样本表使用和表达流程相同的 FASTQ 契约:每个最终样本一行,必须包含 sample_id 和 read1,双端数据增加 read2。FASTQ 相对路径按样本表所在目录解释。HISAT2 索引应由 rnaseq-index-flow --genome-indexer hisat2 生成,并与其他步骤使用同一套基因组和注释版本。
samples.tsv
sample_id read1 read2
WT_01 reads/WT_01_R1.fq.gz reads/WT_01_R2.fq.gz
SNF2_01 reads/SNF2_01_R1.fq.gz reads/SNF2_01_R2.fq.gz
HISAT2 index path
HISAT2 索引路径
ref-out/03_results/hisat2_index/genome
ref-out/03_results/hisat2_index/genome.1.ht2
ref-out/03_results/hisat2_index/genome.2.ht2
Complete parameter reference
完整参数说明
| Parameter | 参数 | Required | 是否必需 | Default | 默认值 | Meaning and when to change it | 含义与选择建议 |
|---|
--samples | yes是 | none | FASTQ sample table with sample_id, read1, and optional read2.FASTQ 样本表,包含 sample_id、read1,双端数据可包含 read2。 |
--index | yes是 | none | HISAT2 index prefix or a directory with exactly one prefix. From index-flow, pass ref-out/03_results/hisat2_index/genome.HISAT2 索引前缀,或只包含一个 HISAT2 前缀的目录。来自参考流程时传 ref-out/03_results/hisat2_index/genome。 |
--outdir, -o | yes是 | none | Dedicated output directory.

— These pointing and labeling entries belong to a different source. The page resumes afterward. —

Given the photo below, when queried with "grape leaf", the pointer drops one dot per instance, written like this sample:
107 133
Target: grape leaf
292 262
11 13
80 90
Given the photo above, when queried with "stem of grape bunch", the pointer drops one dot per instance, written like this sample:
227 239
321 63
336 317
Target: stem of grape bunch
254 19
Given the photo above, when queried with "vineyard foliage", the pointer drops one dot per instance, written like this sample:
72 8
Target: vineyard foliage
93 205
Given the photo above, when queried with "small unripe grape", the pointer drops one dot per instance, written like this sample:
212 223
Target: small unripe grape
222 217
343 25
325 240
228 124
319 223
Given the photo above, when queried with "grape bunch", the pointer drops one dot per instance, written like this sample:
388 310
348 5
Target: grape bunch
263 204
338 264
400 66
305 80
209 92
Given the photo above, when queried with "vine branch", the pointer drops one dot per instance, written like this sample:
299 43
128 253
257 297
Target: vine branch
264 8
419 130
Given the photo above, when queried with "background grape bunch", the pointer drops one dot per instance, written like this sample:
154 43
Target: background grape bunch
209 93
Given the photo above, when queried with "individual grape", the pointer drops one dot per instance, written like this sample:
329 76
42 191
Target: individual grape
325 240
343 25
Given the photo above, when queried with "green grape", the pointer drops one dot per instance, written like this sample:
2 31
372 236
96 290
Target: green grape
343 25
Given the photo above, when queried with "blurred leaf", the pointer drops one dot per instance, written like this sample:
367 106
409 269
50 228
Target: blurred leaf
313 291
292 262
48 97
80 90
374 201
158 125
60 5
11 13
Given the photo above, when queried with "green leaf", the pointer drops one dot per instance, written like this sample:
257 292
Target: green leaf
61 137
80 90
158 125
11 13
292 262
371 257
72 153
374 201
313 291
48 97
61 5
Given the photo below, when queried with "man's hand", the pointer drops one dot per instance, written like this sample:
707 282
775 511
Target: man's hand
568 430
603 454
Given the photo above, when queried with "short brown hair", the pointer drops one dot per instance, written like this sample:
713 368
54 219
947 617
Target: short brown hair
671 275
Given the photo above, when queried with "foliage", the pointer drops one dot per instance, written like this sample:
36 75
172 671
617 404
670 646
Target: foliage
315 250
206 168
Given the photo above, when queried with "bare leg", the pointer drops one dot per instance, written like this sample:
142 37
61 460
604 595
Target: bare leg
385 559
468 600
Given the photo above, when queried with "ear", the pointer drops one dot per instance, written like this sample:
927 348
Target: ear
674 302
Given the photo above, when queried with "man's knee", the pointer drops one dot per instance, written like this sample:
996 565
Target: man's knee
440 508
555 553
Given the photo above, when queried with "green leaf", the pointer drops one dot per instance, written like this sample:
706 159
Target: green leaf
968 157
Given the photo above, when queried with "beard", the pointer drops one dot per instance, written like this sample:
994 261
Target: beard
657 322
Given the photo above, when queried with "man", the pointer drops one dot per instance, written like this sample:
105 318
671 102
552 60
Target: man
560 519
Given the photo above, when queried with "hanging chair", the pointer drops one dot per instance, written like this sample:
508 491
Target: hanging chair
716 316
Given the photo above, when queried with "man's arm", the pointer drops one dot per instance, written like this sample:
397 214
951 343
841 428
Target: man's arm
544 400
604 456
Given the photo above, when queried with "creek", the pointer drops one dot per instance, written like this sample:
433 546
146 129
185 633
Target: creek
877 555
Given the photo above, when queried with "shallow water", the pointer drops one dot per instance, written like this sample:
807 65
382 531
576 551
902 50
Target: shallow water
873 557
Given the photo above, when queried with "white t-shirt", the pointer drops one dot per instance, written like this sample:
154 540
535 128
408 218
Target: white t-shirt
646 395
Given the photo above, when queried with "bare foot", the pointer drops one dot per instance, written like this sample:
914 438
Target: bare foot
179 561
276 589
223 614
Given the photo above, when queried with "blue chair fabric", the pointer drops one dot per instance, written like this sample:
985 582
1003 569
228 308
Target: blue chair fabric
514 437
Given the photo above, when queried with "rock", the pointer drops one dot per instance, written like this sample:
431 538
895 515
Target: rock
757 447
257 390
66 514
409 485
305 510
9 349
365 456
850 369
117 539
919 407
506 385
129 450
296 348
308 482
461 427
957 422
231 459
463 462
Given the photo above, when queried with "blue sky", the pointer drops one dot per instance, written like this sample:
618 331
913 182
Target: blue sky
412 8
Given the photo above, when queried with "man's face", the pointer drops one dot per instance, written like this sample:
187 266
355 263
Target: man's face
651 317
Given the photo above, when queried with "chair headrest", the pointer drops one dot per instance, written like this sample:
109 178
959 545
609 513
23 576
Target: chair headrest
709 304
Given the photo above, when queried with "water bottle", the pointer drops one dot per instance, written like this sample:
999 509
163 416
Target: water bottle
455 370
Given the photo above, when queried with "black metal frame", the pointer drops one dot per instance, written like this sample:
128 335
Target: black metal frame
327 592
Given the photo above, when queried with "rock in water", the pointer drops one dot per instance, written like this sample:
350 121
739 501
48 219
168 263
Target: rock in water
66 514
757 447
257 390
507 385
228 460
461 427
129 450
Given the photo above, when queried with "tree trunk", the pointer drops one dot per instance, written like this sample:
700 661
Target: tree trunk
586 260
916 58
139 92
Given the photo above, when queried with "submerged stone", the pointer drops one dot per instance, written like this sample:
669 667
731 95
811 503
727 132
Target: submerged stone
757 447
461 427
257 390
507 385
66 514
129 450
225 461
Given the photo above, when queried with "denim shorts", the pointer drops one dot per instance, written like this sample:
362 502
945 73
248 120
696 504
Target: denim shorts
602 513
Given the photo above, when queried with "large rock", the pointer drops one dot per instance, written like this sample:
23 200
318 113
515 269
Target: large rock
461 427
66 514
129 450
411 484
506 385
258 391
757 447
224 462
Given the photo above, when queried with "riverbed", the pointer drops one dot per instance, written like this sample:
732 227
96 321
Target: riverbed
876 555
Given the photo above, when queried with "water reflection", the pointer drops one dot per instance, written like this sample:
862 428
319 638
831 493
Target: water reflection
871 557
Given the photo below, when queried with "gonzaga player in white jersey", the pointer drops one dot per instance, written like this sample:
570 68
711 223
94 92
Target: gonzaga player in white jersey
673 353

Existing directories are refused unless --force is used.专用输出目录。目录已存在时默认拒绝运行,除非使用 --force。 |
--aligner | no否 | hisat2 | Aligner selector. r1 supports only hisat2.比对工具选择。r1 只支持 hisat2。 |
--threads, -t | no否 | 2 | Threads for HISAT2, SAMtools, and fastp. Increase for larger FASTQ files.HISAT2、SAMtools 和 fastp 使用的线程数。FASTQ 较大时可以调高。 |
--trim | no否 | off | Run fastp before alignment. Enable when raw FASTQ has not already been cleaned.比对前先运行 fastp。原始 FASTQ 尚未清洗时启用。 |
--rna-strandness | no否 | none | HISAT2 RNA strandness: none, F, R, FR, or RF. Set only when the library protocol is known.HISAT2 RNA 链特异性参数:none、F、R、FR 或 RF。只有明确知道文库协议时设置。 |
--min-mapq | no否 | 0 | Filter final BAM records by MAPQ when greater than zero. Keep 0 if downstream tools should see all mapped reads.大于 0 时按 MAPQ 过滤最终 BAM。若希望下游工具看到所有已比对 reads,保留 0。 |
--keep-sam | no否 | off | Keep intermediate SAM files for debugging. It increases disk usage substantially.保留中间 SAM 文件用于调试,但会显著增加磁盘占用。 |
--force | no否 | off | Replace standard outputs inside an existing output directory.允许替换已有输出目录中的标准结果。 |
How it connects
如何接上下游
taf-rnaseq-count-flow \
--bams align-out/04_reports/bam_files.tsv \
--annotation ref-out/03_results/annotation/genes.gtf \
--outdir count-out
taf-rnaseq-alignment-qc-flow \
--bams align-out/04_reports/bam_files.tsv \
--gtf ref-out/03_results/annotation/genes.gtf \
--outdir alignment-qc-out
Key outputs and limits
关键输出与边界
Key outputs are sorted BAM files, BAI indexes, aligner logs, alignment_summary.tsv, and bam_files.tsv. Alignment is heavier than Salmon quantification and is not required for the default expression route.
关键输出是排序 BAM、BAI 索引、比对日志、alignment_summary.tsv 和 bam_files.tsv。比对比 Salmon 定量更耗时、更占磁盘,并不是默认表达路线的必需步骤。